NOTICE: The 3DCR Training Program has received NCI funding as of September 1, 2024!

Despite decades of research effort directed towards understanding the etiology, prevention, and treatment of malignancy, cancer remains one of the most serious health problems for the US population and is increasingly a global problem. Addressing the burden of cancer in the US and worldwide depends on development of a cadre of population-oriented quantitative scientists with skills and knowledge to excel in an increasingly data-rich world.

The explosion of biomedical “big data” has dramatically and irrevocably changed the landscape of cancer research. From molecular investigations studying genomic drivers of cancer to population studies tracking health behaviors and utilization, new data resources are creating unprecedented opportunities to solve the many unanswered questions about cancer.

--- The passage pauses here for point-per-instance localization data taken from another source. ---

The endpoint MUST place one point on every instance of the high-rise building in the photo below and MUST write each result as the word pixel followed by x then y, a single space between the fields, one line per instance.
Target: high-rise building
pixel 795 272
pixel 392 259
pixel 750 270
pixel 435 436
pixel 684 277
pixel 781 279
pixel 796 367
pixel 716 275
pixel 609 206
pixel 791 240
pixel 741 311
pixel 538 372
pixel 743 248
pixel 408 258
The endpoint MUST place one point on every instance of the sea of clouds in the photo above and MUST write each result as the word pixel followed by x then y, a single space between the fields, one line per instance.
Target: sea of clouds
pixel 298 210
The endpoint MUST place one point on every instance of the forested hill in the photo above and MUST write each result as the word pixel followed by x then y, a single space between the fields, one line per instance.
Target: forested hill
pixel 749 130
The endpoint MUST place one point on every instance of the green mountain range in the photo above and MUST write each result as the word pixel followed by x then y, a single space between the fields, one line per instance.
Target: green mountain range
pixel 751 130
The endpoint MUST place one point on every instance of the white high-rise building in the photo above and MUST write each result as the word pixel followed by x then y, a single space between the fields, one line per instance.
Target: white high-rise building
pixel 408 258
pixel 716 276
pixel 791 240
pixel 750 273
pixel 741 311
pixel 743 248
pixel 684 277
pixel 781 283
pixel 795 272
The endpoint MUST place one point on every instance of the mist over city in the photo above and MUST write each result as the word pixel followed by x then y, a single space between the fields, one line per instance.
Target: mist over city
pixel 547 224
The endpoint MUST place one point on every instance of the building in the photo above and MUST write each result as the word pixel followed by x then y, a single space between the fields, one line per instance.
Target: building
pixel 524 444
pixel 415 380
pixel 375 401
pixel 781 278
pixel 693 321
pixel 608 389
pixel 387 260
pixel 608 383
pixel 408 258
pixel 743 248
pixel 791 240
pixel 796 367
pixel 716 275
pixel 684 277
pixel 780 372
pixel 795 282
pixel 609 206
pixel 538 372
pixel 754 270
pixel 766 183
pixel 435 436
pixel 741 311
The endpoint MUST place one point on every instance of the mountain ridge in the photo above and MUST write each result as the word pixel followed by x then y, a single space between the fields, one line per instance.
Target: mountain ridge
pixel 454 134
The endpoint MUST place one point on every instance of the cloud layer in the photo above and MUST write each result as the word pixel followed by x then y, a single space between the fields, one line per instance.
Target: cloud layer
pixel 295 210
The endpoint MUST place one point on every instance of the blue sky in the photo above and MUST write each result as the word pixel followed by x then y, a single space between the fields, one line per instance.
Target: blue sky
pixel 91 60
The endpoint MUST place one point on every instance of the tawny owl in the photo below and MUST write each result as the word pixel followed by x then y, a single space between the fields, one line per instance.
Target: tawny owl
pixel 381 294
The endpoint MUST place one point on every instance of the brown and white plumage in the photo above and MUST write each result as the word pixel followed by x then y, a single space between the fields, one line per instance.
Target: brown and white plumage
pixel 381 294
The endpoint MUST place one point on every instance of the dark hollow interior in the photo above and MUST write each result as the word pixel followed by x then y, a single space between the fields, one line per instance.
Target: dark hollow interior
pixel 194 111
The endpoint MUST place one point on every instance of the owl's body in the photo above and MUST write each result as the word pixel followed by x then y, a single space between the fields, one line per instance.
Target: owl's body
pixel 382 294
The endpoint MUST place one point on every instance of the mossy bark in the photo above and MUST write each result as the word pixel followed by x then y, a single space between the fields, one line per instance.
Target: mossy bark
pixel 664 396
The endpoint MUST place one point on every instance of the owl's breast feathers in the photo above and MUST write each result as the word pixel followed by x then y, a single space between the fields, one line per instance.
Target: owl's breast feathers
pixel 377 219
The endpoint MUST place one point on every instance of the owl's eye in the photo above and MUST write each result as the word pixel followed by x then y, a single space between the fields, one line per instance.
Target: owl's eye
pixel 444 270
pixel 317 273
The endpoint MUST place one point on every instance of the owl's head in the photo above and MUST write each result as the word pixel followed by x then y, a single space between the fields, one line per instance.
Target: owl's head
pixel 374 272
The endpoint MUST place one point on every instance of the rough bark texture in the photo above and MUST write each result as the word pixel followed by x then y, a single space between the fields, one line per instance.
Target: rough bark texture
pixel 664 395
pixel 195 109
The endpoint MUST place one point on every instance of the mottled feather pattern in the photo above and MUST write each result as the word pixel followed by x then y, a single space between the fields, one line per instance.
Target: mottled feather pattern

To prepare junior scientists to address the cancer research needs of a data-rich 21st century, we have established a training program focusing on Developing Data-Driven Cancer Researchers. Trainees in the program will learn to approach cancer research from the perspective of the strengths, weaknesses, value, and analytic features of different types of data including multi-omics, clinical, administrative, medical-record-based, survey, and mobile-health data. Features of the training program include:

  1. Mentoring by one or more program faculty mentors from the UW departments of Biostatistics, Epidemiology and Health Services in the School of Public Health, The CHOICE Institute in the School of Pharmacy, the Fred Hutchinson Cancer Research Center, Kaiser Permanente Washington Health Research Institute and the Institute for Health Metrics and Evaluation (IHME);
  2. Enrollment in program-relevant UW courses that will provide analytic and programming skills needed for data-focused research in cancer. Courses will include “Cancer: Epidemiology and Biology,” “Biological Basis of Neoplasia,” “Advanced Health Services Research Methods I: Large Public Databases: Big Data,” and “Machine Learning for Biomedical and Public Health Big Data”;
  3. Participation in a new, interactive “The Data of Cancer Research” seminar focused on the generation, processing and analysis of cancer data;
  4. Completion of a “Big Data practicum” research exercise that builds proficiency in working with cancer data; and
  5. Development of dissertation (pre-doctoral) or research (post-doctoral) projects around the data-driven focus of the training program.